On désigne sous cet acronyme les cours massivement en ligne ouverts à tous, autrement dit des cours faits par des spécialistes de diverses disciplines et accessibles d’un clic pour tous ceux qui désirent les consulter. Ils correspondent totalement à la logique d’Internet qui est de rendre disponible au plus grand nombre des informations de qualité susceptibles de répondre à leurs questions, de satisfaire leur curiosité, mais aussi de participer à la formation initiale et/ou à la formation continue. Mais les MOOCs recèlent tout autant le danger de situer l’enseignement dans une dimension pyramidale totalement en contradiction avec le partage entre pairs et la diffusion horizontale des connaissances qui caractérise Internet:
Pour des cours participatifs : classe inverse et goût de la controverse
Au moment où les MOOCs arrivent en France et nous promettent de renouveler le système d’enseignement traditionnel, il est donc important de veiller à la constitution de pare-feu évitant qu’ils réintroduisent ce que le meilleur d’Internet a contribué à chasser, une relation verticale aux savoirs et à la connaissance. Pour cela, la mise en place des MOOCs doit d’abord s’accompagner du souci de développer la classe inverse et le goût de la controverse. Rappelons que sous l’expression d’éducation inverse, on désigne la possibilité pour les élèves de prendre connaissance de la matière qui sera traitée par l’enseignant avant le cours de manière à ce que celui-ci soit un lieu de questions et d’échanges. Quant au débat et à la controverse, ils contribuent à créer ces échanges entre les élèves eux-mêmes. De ce point de vue, la possibilité pour les élèves d’interagir entre eux sur des forums est évidemment un espoir important. Mais n’attendons pas tout d’Internet : le goût du débat et de la controverse, tout comme la classe inverse, doivent être développés dès aujourd’hui sans attendre les MOOCs.
Des cours multimédia
Par ailleurs, le développement de ceux ci modifiera l’attention que les enseignants portent à leur propre manière de faire un cours. Ceux du supérieur ont toujours refusé que leur qualité pédagogique soit estimée et validée. Avec les MOOCs, ce sont les internautes qui le feront et le nombre de leur clic en attestera. Enfin, les MOOCs s’accompagneront inévitablement d’une autre série d’évolutions : aujourd’hui, l’information ne passe plus seulement par les mots mais par de nombreux autres canaux : images, mises en scène… les MOOCs de l’avenir intégreront toutes les possibilités qu’offrent aujourd’hui les logiciels de traitement d’images, avec le cinéma, la vidéo, la bande dessinée, le roman photos, l’animation…

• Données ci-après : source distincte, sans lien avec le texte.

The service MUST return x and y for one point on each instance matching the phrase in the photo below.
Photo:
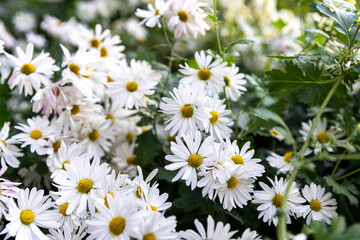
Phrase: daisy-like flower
(276, 134)
(96, 142)
(245, 157)
(118, 221)
(30, 73)
(322, 137)
(190, 158)
(8, 190)
(234, 83)
(271, 199)
(131, 85)
(218, 123)
(186, 106)
(152, 16)
(30, 213)
(249, 235)
(321, 206)
(188, 18)
(209, 76)
(8, 151)
(78, 184)
(282, 163)
(35, 134)
(156, 226)
(218, 232)
(236, 191)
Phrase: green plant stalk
(281, 228)
(347, 175)
(217, 31)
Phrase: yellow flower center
(94, 135)
(63, 166)
(103, 52)
(287, 156)
(63, 208)
(131, 160)
(75, 109)
(323, 137)
(74, 68)
(105, 199)
(183, 15)
(85, 185)
(315, 205)
(232, 182)
(187, 111)
(117, 225)
(194, 160)
(214, 117)
(130, 136)
(27, 69)
(95, 43)
(131, 86)
(149, 236)
(277, 200)
(227, 81)
(204, 74)
(56, 146)
(237, 159)
(27, 217)
(35, 134)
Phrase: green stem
(347, 175)
(217, 31)
(281, 228)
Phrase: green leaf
(302, 79)
(147, 147)
(346, 189)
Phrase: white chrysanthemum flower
(30, 73)
(188, 18)
(8, 151)
(245, 157)
(186, 108)
(156, 226)
(282, 163)
(30, 213)
(218, 123)
(209, 76)
(8, 190)
(321, 206)
(322, 136)
(271, 200)
(276, 134)
(153, 15)
(218, 232)
(234, 83)
(24, 21)
(131, 85)
(218, 172)
(35, 134)
(191, 158)
(118, 221)
(97, 140)
(124, 158)
(236, 191)
(249, 235)
(78, 184)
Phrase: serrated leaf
(147, 147)
(344, 189)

A qui profiteront les MOOCs ?
Mais n’oublions pas que suivre un cours nécessite d’en comprendre les articulations logiques, et que cela reste vrai même s’il est diffusé sur Internet et enrichi de vidéos et de propositions d’interaction. Autrement dit, les élèves – ou les internautes – qui seront capables d’en tirer le meilleur parti seront bien probablement ceux qui auront acquis de solides repères narratifs, et qui auront intériorisé les articulations logiques qu’organisent en français les fameuses conjonctions de coordination « mais où et donc or ni car ».

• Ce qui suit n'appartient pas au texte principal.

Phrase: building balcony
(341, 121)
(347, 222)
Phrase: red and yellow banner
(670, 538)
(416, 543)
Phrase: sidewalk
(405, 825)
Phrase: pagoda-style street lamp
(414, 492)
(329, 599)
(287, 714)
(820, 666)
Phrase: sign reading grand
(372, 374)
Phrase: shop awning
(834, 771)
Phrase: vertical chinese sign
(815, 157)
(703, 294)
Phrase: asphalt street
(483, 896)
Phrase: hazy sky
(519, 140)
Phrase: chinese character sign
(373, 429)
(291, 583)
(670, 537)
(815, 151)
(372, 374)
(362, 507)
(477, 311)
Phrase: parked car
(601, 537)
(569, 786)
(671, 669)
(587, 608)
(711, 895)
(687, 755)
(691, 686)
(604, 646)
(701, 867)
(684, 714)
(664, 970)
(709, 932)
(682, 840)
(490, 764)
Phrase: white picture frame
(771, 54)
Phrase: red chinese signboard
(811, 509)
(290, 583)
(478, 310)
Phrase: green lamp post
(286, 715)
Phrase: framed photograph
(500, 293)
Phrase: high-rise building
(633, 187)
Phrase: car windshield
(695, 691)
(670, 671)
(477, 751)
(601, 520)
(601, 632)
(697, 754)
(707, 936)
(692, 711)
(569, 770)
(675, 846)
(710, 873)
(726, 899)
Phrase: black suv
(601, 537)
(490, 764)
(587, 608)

Or ces repères ne tombent pas du ciel. Ils s’organisent chez l’enfant en relation avec les histoires qu’on lui raconte, puis qu’il se raconte. Et ce développement n’a rien à faire des écrans, dans lesquels il n’y a souvent ni passé ni futur, mais seulement un éternel et fascinant présent. Avec le risque de voir l’enfant développer des habitudes interactives stéréotypées – on ne parle plus d’addiction – qui l’attachent à la fois aux écrans et à des façons de penser d’autant plus dénués de logique narrative que la plupart des activités d’écran proposées aux enfants n’en contiennent aucune.
Sachons alors rappeler qu’il y a un âge pour introduire les diverses formes d’écrans exactement comme il y en a un pour introduire les diverses formes de nourriture dans la vie d’un enfant. C’est le but de la règle « 3-6-9-12 » calée sur des âges charnière du développement. Notre profession est en première ligne pour initier les parents à la diététique des écrans. Ne perdons pas une occasion d’assumer ce rôle. Sinon, MOOCs ou pas, nos enfants risquent bien d’avoir de la difficulté à utiliser les liens logiques indispensables à l’articulation des connaissances.